Les nouvelles connaissances de la recherche sur le bruit montrent que ni l’évaluation A courante ni la moyenne arithmétique des données mesurées ne permettent une estimation fiable du potentiel à risque du bruit aérien. L’organisme humain réagit à l’événement sonore unique (entre autres par des réactions de stress systémiques) et non pas à des moyennes de nuisance sonore calculées d’une manière théorique.

Les moyennes font disparaitre le bruit aérien :

Ces enregistrements sonores ont été réalisés le dimanche de Pâques, le 19 mai 2013, dans le 10e arrondissement de Vienne. Bien que 15 000 à 18 000 atterrissages aient lieu chaque année au-dessus de cette zone résidentielle et plus de 300 par jour, avec des valeurs respectivement situées entre 75 et 80 dBA, cette zone résidentielle n’est toujours pas considérée par les autorités comme étant perturbée par le bruit aérien.

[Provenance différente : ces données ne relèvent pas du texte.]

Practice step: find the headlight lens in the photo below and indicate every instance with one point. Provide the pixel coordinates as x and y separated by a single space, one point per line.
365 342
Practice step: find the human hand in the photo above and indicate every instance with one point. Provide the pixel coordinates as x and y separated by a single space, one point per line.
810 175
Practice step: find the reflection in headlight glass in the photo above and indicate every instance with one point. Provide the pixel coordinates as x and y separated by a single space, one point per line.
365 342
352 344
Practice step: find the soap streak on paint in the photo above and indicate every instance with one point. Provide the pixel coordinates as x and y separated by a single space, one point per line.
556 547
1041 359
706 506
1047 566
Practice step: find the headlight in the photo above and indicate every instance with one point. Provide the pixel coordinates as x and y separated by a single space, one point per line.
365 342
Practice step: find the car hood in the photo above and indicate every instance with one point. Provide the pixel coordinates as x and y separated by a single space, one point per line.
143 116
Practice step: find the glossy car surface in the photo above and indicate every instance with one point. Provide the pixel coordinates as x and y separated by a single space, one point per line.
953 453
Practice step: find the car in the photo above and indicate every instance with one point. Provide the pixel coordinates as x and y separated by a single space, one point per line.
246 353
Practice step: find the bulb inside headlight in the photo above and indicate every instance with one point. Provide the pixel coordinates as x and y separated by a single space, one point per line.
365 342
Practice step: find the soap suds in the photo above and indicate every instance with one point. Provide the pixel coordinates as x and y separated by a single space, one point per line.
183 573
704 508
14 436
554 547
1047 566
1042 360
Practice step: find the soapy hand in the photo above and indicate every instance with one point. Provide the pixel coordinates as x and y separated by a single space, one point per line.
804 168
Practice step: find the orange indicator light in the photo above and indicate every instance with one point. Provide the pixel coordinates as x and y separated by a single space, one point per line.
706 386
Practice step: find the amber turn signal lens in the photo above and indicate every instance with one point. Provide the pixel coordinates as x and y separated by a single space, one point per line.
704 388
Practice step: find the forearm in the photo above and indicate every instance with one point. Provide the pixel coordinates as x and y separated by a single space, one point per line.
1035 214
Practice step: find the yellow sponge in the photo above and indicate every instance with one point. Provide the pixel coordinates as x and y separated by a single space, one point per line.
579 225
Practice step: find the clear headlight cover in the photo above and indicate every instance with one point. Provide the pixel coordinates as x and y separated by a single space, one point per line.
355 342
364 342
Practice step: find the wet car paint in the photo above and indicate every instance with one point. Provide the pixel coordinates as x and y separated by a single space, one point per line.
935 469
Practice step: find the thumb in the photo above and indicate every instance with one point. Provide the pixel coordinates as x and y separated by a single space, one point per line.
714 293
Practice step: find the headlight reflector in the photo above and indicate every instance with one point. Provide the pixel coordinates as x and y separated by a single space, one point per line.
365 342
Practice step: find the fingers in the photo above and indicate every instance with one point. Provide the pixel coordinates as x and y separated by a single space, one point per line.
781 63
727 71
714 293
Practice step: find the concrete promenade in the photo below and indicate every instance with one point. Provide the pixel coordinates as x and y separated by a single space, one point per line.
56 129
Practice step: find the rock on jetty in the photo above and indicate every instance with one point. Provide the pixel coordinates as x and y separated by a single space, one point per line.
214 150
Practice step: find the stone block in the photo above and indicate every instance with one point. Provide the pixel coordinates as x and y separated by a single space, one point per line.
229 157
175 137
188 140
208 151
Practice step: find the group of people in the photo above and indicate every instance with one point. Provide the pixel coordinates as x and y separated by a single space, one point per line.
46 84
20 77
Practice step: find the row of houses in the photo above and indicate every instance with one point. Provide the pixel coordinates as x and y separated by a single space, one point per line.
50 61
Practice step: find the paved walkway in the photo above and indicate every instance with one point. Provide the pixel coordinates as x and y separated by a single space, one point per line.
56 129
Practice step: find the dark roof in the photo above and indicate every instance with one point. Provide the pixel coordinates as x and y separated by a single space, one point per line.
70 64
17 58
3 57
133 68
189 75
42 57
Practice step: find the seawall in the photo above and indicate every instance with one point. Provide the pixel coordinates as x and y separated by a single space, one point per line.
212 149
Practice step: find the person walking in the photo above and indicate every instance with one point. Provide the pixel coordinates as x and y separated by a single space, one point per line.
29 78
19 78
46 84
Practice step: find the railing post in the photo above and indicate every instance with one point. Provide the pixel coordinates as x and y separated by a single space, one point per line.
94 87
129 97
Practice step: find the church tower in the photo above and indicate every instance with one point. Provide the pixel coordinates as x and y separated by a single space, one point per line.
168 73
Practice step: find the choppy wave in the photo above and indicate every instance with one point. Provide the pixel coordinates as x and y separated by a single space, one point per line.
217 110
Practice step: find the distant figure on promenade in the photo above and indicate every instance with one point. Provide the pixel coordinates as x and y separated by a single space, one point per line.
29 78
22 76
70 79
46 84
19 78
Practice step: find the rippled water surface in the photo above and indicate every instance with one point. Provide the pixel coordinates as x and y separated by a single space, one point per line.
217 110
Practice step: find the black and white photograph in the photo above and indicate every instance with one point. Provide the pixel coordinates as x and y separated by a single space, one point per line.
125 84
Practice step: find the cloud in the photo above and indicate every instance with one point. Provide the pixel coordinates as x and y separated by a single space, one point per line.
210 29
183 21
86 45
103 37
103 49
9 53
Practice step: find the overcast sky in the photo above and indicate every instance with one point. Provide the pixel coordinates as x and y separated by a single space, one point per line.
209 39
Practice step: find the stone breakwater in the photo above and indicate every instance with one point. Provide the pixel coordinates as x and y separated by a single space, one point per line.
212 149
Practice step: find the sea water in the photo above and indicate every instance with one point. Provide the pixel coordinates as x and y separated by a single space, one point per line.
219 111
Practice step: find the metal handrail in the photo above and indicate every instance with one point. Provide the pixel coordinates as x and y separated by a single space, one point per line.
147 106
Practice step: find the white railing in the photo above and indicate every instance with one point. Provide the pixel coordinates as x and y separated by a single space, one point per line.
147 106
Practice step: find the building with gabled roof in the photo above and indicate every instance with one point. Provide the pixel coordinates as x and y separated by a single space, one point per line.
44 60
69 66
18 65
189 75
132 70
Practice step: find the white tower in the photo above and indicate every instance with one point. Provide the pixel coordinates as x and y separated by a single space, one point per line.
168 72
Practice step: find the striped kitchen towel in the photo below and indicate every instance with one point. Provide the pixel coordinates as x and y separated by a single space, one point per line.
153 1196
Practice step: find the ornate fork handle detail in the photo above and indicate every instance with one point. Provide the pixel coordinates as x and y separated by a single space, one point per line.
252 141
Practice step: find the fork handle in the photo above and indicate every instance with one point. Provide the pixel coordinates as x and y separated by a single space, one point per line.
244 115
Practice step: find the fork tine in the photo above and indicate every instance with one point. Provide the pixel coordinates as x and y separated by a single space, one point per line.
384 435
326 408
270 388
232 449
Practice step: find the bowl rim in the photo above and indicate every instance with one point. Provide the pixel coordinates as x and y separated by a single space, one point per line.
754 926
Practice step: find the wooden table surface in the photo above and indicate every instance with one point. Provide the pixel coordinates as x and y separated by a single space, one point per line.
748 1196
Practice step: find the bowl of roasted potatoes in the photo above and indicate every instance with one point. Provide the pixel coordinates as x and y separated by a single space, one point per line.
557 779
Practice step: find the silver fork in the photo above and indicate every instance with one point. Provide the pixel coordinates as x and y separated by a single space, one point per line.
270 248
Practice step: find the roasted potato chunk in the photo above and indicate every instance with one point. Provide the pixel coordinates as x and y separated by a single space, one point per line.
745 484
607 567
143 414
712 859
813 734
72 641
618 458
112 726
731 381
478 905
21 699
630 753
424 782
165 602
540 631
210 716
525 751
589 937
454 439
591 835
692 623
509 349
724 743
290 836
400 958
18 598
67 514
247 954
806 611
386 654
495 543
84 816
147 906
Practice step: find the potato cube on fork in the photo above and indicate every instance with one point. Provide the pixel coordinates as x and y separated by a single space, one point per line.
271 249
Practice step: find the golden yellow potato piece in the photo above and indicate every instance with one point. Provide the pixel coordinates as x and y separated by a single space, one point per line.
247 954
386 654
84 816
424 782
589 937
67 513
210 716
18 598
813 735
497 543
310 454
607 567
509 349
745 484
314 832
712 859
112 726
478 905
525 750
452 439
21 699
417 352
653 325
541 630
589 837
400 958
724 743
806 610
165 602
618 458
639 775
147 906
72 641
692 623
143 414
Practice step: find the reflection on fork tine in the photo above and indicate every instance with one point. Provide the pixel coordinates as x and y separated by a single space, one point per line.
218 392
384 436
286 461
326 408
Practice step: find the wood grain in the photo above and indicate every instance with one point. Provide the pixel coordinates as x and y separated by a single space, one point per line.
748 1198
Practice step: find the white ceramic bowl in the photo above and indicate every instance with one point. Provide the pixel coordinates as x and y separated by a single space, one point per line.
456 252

De nombreuses études démontrent que le potentiel à risque du trafic aérien sur la santé humaine (corporelle comme psychique) a été nettement sous-estimé jusque lors et que des mesures de protection sont de toute urgence nécessaires. Par exemple : l'étude Hyena a démontré en 2008 le lien entre le bruit aérien nocturne et l’hypertension, et une étude de l'université de Berne achevée en 2010 et menée sur 4,6 millions d’adultes de plus de 30 ans en Suisse a mis en évidence l’augmentation du risque d’infarctus de 30 à 50 % en fonction de la situation. Une étude du Ministère fédéral de l'Environnement datant de 2010 menée dans les environs de l’aéroport de Cologne-Bonn (« Etude Greiser ») a mis en évidence une augmentation significative du risque de maladies cardiaques coronaires, d’accidents vasculaires cérébraux et de cancers à traiter de manière stationnaire, due au bruit aérien. L’« Etude Ranch » datant de 2005, au cours de laquelle les capacités cognitives de 2844 enfants de 9 à 11 ans ont été analysées dans les environs des routes aériennes des aéroports de Londres, Amsterdam et Madrid a détecté des déficits dans le développement et dans les capacités des enfants concernés, en particulier des problèmes de lecture.

En 1999 déjà, l’OMS a recommandé dans ses Guidelines for Community Noise de ne pas dépasser un niveau sonore de 50-55 LAeq[dB] durant la journée.

En particulier la perturbation du sommeil nocturne constitue un problème grave pour la santé et nécessite de toute urgence une interdiction des vols de nuit.